Life under a permanent blanket of snow. “Uh-huh.”
“Hey. Better than nothing, right?”
“Right. But this moss here was exposed.”
“Right. And therefore dead.”
They start down again. Roger hikes beside her, lost in thought. He smiles: “I’m having a déjà vu. This happened before, right? A long time ago we found some little living thing together, only it was dead. It happened before!”
She shakes her head. “You tell me. You’re the memory man.”
“But I can’t quite get it. It’s more like déjà vu. Well, but maybe . . . maybe on that first trip, when we first met?” He gestures eastward—over the Amazonian Sea, she guesses, to the canyon country east of Olympus. “Some little snails or something.”
“But could that be?” Eileen asks. “I thought we met when I was still in college. The terraforming had barely started then, right?”
“True.” He frowns. “Well, there was lichen from the start, it was the first thing they propagated.”
“But snails?”
He shrugs. “That’s what I seem to remember. You don’t?”
“No way. Just whatever you’ve told me since, you know.”
“Oh well.” He shrugs again, smile gone. “Maybe it was just a déjà vu.”
Back in the iceboat’s cockpit and cabin, they could be crowded around the kitchen table of a little apartment anywhere. The two newcomers, heads brushing the ceiling even though they are sitting on stools, cook for them. “No, please, that is why we are here,” Jean-Claude says with a big grin. “I very much like to be cooking the big meals.” Actually they’re coming along to meet with some friends on the other side of the Amazonian Sea, all people Roger has worked with often in the last few years, to initiate some research on the western slope of Olympus—glaciology and ecology, respectively.
After these explanations they listen with the rest as Hans and Frances argue about the crash for a while. Frances thinks it was caused by the rapid brightening of the planet’s albedo when the north sea was pumped out and froze; this the first knock in a whole series of positively reinforcing events leading in a negative direction, an autocatalytic drop into the death spiral of the full crash. Hans thinks it was the fact that the underground permafrost was never really thawed deeper than a few centimeters, so that the resulting extremely thin skin of the life zone looked much more well established than it really was, and was actually very vulnerable to collapse if attacked by mutant bacteria, as Hans believes it was, the mutations spurred by the heavy incoming UV—
“You don’t know that,” Frances says. “You radiate those same organisms in the lab, or even expose them in space labs, and you don’t get the mutations or the collapses we’re seeing on the ground.”
“Interaction with ground chemicals,” Hans says. “Sometimes I think everything is simply getting salted to death.”
Frances shakes her head. “These are different problems, and there’s no sign of synergistic effects when they’re combined. You’re just listing possibilities, Hans, admit it. You’re throwing them out there, but no one knows. The etiology is not understood.”

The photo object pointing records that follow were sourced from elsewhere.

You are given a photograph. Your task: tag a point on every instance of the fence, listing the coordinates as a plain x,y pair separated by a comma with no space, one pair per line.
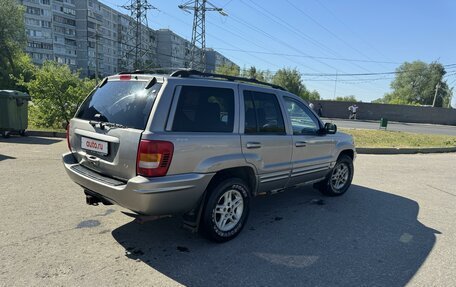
399,113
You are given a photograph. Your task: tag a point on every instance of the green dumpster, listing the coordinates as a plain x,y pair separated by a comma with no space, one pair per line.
383,123
13,112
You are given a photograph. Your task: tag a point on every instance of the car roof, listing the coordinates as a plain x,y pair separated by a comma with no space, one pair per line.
193,74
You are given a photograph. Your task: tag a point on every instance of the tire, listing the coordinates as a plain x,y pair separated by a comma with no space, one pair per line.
339,179
220,222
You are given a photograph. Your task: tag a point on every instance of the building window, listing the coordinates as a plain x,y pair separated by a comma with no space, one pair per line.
34,11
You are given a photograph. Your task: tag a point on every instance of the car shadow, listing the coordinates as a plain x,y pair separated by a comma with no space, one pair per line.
296,238
29,140
5,157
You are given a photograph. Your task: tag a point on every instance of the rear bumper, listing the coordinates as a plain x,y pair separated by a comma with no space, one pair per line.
151,196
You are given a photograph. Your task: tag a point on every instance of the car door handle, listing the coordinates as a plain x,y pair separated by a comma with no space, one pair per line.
253,145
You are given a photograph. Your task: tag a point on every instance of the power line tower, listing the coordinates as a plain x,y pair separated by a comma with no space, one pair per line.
199,8
139,50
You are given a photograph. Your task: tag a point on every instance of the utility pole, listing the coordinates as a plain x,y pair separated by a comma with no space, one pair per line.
97,36
199,8
138,50
437,87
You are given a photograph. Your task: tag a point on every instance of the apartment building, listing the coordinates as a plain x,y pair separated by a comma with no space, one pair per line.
50,28
91,36
173,51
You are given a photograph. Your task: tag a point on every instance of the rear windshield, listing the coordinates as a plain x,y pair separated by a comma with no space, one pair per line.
122,102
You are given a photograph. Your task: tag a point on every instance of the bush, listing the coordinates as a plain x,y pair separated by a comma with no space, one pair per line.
56,93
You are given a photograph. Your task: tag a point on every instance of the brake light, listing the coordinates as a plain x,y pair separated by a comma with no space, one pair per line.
125,77
154,158
68,136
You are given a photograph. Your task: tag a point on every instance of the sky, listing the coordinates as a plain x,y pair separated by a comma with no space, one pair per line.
324,37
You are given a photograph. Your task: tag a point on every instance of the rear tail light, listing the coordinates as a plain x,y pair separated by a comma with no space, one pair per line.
68,136
154,158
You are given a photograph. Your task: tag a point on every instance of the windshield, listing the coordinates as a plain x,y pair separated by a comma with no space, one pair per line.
127,103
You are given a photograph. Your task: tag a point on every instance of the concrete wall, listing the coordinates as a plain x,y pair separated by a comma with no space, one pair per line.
399,113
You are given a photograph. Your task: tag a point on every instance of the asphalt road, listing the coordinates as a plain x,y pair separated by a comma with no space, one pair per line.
396,126
395,226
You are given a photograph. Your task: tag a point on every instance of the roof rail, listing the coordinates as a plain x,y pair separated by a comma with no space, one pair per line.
185,73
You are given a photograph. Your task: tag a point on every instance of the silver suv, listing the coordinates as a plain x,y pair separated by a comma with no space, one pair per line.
200,145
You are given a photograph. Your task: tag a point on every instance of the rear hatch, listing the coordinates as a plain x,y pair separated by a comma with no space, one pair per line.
106,130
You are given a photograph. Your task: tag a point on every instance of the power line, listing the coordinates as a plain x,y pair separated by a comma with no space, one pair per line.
199,8
329,31
349,29
309,56
137,28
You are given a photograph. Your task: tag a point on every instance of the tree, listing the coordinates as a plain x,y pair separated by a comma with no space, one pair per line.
12,42
229,70
56,93
291,80
254,73
350,98
415,84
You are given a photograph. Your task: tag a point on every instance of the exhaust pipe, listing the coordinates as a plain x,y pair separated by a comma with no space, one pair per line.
91,200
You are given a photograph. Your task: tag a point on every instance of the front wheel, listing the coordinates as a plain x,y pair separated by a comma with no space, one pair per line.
226,210
339,179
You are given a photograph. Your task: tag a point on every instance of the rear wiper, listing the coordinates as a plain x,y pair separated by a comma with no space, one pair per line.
102,124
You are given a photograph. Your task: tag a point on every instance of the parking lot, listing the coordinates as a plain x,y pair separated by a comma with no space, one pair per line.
395,226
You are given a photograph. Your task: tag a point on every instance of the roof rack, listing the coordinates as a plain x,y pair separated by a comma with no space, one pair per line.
163,70
185,73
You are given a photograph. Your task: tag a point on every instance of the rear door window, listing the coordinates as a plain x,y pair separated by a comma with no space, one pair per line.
204,109
262,114
122,102
303,121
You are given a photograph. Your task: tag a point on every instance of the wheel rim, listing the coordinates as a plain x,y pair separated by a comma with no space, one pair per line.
228,211
339,176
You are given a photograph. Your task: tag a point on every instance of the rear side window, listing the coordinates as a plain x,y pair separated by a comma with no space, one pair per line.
204,109
122,102
262,114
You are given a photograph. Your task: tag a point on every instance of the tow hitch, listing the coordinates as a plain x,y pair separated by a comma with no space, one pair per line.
92,200
139,218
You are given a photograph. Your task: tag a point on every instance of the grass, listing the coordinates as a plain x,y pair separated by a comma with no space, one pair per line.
393,139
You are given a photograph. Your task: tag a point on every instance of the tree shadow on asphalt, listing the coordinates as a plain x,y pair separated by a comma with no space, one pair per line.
296,238
29,140
5,157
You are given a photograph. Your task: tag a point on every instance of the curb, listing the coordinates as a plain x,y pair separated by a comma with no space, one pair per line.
404,150
46,134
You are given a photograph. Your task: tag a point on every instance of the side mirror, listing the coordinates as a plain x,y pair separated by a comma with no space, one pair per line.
330,128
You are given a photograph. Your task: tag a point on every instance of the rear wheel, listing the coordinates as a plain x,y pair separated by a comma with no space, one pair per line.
340,178
226,210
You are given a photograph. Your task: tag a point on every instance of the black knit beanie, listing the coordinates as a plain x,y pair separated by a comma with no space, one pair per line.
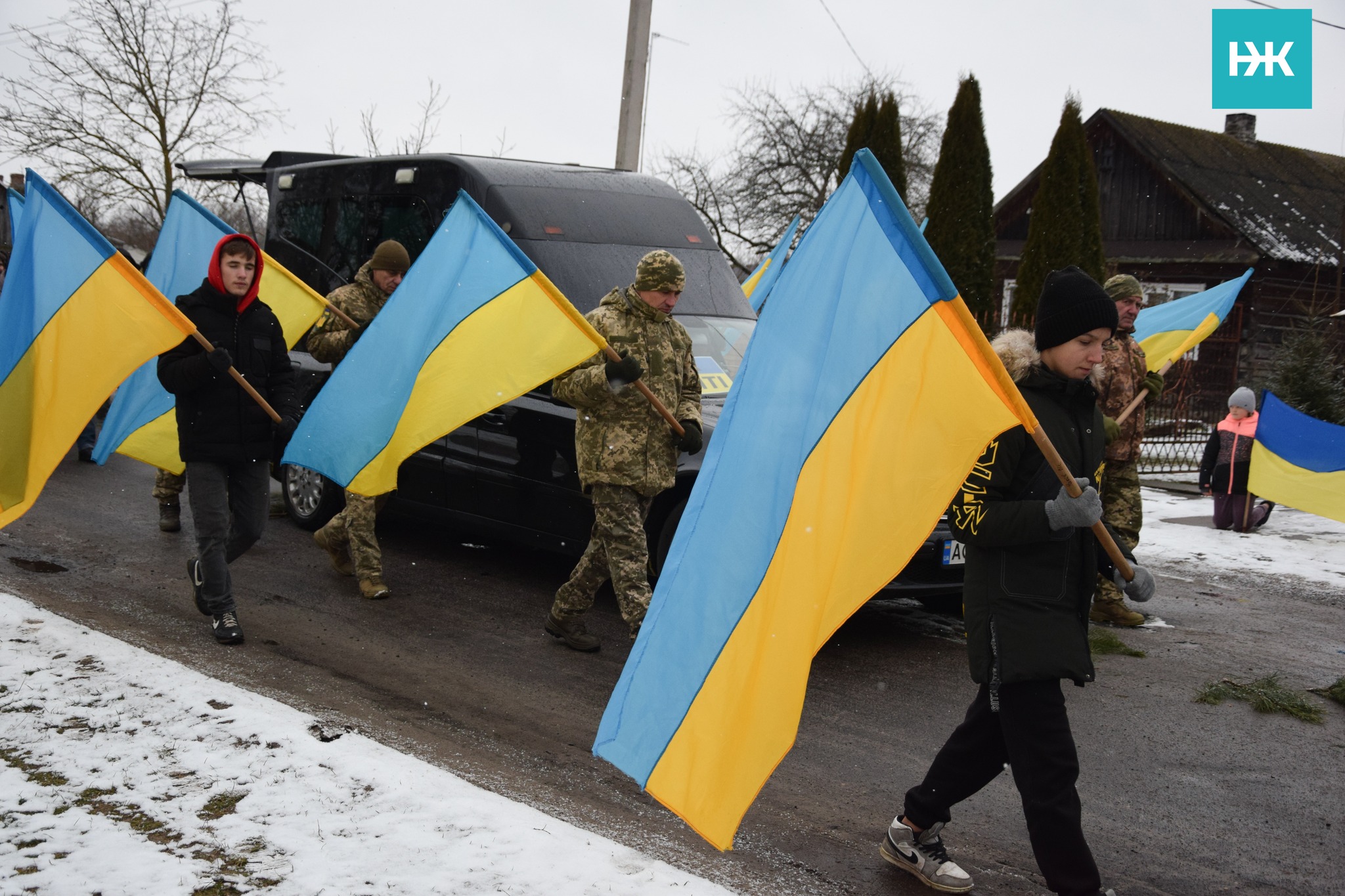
1071,304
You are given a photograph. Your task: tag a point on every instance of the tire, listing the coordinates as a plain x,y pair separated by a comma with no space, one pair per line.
665,543
311,499
943,603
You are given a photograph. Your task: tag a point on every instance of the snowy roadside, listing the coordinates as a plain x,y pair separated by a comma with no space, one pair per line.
1179,532
125,773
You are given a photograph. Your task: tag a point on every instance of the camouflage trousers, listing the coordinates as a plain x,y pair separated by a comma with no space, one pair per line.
353,528
169,485
1124,512
618,550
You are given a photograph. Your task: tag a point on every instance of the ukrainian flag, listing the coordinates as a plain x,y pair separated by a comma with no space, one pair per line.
758,286
864,400
76,319
1298,461
1169,331
474,326
141,422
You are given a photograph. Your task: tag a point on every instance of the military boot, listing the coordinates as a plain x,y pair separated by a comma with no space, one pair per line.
573,633
374,589
338,555
170,516
1116,613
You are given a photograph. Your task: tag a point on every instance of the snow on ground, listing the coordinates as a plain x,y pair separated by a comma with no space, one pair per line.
125,773
1179,530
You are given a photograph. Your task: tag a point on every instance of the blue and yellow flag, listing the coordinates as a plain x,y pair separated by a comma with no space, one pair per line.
1298,461
1169,331
76,319
141,422
864,400
758,286
474,326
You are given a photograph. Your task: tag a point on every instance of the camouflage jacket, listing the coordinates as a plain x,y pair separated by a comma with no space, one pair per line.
619,438
1122,372
361,300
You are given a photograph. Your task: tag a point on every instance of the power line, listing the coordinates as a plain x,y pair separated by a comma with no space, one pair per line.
845,38
1317,20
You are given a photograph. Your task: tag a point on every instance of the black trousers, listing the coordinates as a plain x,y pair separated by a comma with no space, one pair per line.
229,505
1030,733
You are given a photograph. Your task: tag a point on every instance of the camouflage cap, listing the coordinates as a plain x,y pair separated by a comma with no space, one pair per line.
659,272
1122,286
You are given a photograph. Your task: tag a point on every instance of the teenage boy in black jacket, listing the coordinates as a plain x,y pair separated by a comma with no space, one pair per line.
223,436
1032,566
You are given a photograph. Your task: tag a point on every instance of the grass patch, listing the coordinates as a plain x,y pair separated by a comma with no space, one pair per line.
221,805
1333,692
155,830
1265,695
37,775
219,888
1103,641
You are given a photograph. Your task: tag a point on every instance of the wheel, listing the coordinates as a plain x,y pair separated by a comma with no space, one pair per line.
665,543
311,499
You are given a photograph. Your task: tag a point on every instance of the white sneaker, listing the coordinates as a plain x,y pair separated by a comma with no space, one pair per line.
923,855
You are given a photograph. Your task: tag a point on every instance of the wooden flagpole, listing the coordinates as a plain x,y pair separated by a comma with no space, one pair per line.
645,390
1072,489
238,378
1139,399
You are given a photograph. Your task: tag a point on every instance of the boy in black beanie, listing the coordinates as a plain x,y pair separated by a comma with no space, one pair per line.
1029,582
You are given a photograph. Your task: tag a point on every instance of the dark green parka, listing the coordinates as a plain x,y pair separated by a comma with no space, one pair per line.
1028,590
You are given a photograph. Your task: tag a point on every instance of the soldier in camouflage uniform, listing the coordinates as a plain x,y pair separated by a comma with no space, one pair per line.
167,490
349,538
627,453
1125,375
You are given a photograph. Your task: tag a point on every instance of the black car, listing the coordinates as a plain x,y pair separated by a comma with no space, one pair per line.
512,473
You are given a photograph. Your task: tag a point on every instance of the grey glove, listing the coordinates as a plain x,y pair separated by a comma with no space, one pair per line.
1138,589
1064,511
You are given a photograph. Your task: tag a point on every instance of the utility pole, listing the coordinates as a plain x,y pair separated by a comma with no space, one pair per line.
632,85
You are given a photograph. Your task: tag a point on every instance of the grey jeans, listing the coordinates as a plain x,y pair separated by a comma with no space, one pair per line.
229,505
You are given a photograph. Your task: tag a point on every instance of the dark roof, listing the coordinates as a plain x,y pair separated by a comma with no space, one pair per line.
1285,200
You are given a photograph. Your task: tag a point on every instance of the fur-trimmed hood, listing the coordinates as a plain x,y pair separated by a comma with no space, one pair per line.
1017,350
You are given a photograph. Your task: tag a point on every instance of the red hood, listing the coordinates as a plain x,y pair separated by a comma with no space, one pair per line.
218,282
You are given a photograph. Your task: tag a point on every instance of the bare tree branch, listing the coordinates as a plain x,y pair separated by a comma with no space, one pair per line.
787,159
128,89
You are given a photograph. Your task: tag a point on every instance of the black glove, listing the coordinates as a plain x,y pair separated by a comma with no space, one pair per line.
690,441
625,371
1155,383
219,359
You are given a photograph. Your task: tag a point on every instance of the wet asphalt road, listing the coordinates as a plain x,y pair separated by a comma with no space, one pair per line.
1179,797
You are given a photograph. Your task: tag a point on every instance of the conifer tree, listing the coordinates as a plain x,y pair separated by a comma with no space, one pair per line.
1306,377
1066,223
961,230
877,127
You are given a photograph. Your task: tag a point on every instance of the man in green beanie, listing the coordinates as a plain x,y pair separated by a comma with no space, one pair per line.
627,453
349,538
1125,373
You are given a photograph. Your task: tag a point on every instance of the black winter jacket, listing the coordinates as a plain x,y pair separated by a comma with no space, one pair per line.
1028,590
217,419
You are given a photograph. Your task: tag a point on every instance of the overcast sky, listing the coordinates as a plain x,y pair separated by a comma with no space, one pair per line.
544,79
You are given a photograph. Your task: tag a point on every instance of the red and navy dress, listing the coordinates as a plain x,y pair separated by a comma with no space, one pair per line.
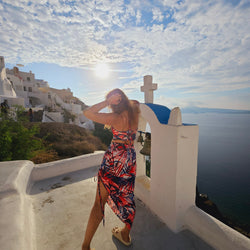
117,173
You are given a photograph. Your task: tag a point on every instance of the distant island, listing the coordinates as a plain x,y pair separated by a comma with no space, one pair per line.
197,110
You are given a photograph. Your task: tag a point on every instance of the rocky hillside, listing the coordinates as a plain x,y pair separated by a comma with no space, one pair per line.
64,141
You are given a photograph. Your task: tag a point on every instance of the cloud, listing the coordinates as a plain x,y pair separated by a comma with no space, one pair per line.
191,46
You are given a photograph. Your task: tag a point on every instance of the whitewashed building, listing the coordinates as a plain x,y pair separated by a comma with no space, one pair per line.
22,88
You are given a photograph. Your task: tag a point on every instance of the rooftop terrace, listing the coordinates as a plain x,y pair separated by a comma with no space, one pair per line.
59,212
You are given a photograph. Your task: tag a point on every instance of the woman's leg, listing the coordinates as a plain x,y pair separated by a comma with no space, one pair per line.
95,216
125,233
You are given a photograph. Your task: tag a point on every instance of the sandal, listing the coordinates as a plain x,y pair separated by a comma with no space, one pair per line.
117,234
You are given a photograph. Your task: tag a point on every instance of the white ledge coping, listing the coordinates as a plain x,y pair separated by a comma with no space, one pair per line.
55,168
214,232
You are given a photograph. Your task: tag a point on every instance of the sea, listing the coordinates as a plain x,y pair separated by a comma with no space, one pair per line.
224,161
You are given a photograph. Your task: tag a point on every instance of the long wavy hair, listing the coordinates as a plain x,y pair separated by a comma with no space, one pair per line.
125,104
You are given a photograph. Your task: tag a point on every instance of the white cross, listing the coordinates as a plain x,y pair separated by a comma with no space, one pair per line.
148,89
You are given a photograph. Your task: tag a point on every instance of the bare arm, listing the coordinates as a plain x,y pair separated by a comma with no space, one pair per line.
93,114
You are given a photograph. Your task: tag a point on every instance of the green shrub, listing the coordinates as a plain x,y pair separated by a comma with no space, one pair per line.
18,142
105,135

That is true; Eileen has been working in Burroughs on the problem for ten years, and she knows Frances is right. The truth is that in planetary ecology, as in most other fields, ultimate causes are very hard to discern. Hans now waggles a hand, which is as close as he will come to conceding a point to Frances. “Well, when you have a list of possibilities as long as this one, you don’t have to have synergy among them. Just a simple addition of factors might do it. Everything having its particular effect.”